The present study will be completed in one year as follows:
During the first year related literature of the study will be studies and analyzed. The literature may relate to the study area, about the transhumance pattern of movement, distribution of nomads and water resources will be sited thoroughly.
During the second year, data will be obtained form various primary and secondary sources having ability of statistical treatment and requirements of the study. A sample survey of some selected permanent and semi-permanent places of the Cholistan desert will be conducted through reliable research instruments and highly structured information will be obtained form a large sample of respondents with the help of interviews, questionnaires and personal observations. Computer techniques and quantitative techniques will be used for the processing and treatment of data and to construct tables and figures.
During the first half of third year, data will be treated with the help of different statistical techniques and formulae. Maps and diagrams will also be drawn to observe the distribution of livestock resources. In the second half of third year, analysis, interpretations and conclusions will be made and given the shape of a valuable thesis.
This study will be conducted in a geographical framework. All physical, social, economic and environmental conditions will be brought under observation. Primary data will be collected through certain questionnaire to collect the basic and primary information about livestock and dairy sites in Cholistan. All livestock reserves of Cholistan will be classified according to breeds and will be located on different maps by the help of modern GIS techniques e.g. different mapping techniques like Map Info ver. 8.1, Arc View GIS 9.1, Arc GIS 9.1. As focusing numerous statistical variables different statistical techniques will be used with the help of computer software like SPSS (Statistical Package for Social Sciences) to achieve the objectives of the study.
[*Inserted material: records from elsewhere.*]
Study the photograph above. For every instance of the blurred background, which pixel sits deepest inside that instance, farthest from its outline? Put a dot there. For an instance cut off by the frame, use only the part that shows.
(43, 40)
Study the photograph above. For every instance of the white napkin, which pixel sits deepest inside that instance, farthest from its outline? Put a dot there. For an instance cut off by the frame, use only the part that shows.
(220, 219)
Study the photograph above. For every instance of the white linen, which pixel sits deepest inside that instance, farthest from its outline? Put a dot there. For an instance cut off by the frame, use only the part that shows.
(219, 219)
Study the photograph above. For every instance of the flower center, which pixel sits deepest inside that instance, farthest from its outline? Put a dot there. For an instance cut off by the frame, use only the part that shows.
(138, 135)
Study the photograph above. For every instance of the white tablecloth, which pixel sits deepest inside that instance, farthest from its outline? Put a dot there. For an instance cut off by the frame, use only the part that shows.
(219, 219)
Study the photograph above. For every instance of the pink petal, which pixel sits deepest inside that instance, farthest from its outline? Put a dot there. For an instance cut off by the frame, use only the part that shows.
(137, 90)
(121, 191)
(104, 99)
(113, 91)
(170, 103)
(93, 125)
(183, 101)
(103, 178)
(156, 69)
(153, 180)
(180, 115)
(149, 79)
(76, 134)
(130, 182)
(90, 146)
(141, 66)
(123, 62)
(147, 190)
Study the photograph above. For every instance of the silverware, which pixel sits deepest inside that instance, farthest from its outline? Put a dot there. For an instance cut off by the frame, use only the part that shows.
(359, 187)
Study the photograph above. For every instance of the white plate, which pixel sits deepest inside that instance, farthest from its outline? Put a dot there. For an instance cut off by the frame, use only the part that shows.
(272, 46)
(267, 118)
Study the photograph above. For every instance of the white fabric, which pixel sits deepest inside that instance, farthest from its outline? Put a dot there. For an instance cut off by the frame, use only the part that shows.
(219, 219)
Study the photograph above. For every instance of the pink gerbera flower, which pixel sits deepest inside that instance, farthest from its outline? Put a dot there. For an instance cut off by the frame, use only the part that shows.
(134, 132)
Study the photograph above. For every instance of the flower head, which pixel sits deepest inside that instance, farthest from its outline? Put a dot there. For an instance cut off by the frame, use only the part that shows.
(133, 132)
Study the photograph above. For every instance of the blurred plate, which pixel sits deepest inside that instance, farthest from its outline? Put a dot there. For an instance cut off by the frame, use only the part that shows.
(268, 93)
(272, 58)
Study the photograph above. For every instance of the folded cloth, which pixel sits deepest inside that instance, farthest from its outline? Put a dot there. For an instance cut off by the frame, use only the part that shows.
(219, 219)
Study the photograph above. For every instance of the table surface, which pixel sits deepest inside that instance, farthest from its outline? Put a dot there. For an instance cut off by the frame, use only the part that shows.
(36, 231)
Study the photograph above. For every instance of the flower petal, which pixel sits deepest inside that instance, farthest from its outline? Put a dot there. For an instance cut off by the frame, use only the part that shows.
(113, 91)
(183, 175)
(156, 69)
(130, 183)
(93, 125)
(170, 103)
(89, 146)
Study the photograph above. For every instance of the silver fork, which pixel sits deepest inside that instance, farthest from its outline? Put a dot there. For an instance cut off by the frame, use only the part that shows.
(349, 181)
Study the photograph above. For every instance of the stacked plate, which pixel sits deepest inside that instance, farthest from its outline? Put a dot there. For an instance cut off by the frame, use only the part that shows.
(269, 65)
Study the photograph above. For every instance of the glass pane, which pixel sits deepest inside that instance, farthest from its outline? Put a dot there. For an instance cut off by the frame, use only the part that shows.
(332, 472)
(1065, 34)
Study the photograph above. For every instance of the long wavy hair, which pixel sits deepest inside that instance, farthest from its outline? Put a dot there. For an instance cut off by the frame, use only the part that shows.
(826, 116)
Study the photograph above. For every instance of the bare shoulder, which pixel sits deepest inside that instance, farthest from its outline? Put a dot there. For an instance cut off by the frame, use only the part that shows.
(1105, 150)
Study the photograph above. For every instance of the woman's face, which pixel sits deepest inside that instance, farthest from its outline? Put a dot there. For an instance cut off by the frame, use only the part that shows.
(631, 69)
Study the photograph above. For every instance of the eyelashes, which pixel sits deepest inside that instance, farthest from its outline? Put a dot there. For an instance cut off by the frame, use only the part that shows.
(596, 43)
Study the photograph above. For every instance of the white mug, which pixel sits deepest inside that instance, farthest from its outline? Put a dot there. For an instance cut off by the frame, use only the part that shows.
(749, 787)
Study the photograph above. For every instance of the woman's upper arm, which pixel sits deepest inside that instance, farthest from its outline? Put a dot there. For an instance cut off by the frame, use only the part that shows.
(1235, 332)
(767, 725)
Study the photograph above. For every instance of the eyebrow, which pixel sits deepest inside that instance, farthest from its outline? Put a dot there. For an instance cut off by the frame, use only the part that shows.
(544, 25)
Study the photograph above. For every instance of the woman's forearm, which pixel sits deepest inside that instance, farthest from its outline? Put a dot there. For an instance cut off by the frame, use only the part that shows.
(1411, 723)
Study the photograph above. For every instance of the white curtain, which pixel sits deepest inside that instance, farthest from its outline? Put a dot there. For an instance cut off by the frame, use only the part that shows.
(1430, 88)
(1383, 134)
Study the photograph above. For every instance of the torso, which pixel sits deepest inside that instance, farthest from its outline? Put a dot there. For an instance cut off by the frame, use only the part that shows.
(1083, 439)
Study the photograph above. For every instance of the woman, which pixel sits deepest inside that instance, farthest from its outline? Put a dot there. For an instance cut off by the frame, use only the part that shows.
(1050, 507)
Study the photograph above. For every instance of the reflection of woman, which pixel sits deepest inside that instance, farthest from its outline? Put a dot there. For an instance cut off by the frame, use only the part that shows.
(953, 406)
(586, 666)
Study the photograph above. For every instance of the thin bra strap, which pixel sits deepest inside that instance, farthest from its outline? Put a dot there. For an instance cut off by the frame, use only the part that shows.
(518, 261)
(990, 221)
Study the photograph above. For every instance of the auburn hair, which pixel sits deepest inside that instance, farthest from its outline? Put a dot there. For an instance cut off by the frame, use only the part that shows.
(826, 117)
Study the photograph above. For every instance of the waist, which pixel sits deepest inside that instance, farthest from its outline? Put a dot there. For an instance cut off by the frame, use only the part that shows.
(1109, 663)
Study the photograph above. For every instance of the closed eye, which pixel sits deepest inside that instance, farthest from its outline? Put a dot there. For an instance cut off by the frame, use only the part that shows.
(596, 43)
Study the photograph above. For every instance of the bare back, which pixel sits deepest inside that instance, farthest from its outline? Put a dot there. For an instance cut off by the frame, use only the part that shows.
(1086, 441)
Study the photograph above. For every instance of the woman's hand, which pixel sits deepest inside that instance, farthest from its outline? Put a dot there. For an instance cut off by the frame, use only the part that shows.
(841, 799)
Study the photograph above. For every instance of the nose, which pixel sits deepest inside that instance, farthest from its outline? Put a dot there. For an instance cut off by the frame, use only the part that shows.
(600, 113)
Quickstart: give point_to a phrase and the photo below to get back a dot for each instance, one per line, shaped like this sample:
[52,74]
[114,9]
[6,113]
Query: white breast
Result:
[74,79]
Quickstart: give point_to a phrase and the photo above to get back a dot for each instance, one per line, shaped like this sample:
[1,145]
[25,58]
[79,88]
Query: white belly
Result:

Reliance will also be placed on the secondary data published by various governmental, semi-governmental and other organizations with individual research reports and articles. The following will be the main sources of data for the present study:
Primary Data Collected by Field Survey
Population Census Reports
Punjab Development Statistics (various volumes)
Economic Survey of Pakistan (different volumes and statistical supplements)
Pakistan Statistical Yearbooks (various volumes)
Reports and data collected by Cholistan Development Authority
Reports and research paper of Desert Study Centre, Islamia University Bahawalpur
Research paper and data published by Pakistan Council of Research in Water Resources
Journals and research reports published by Population Census Organization, Statistics Division, Govt. of Pakistan,
Journals, research reports and data sheets published by United Nations.
GIS techniques will also be used to show spatial trends and patterns of livestock distribution and dairy development sites in Cholistan desert.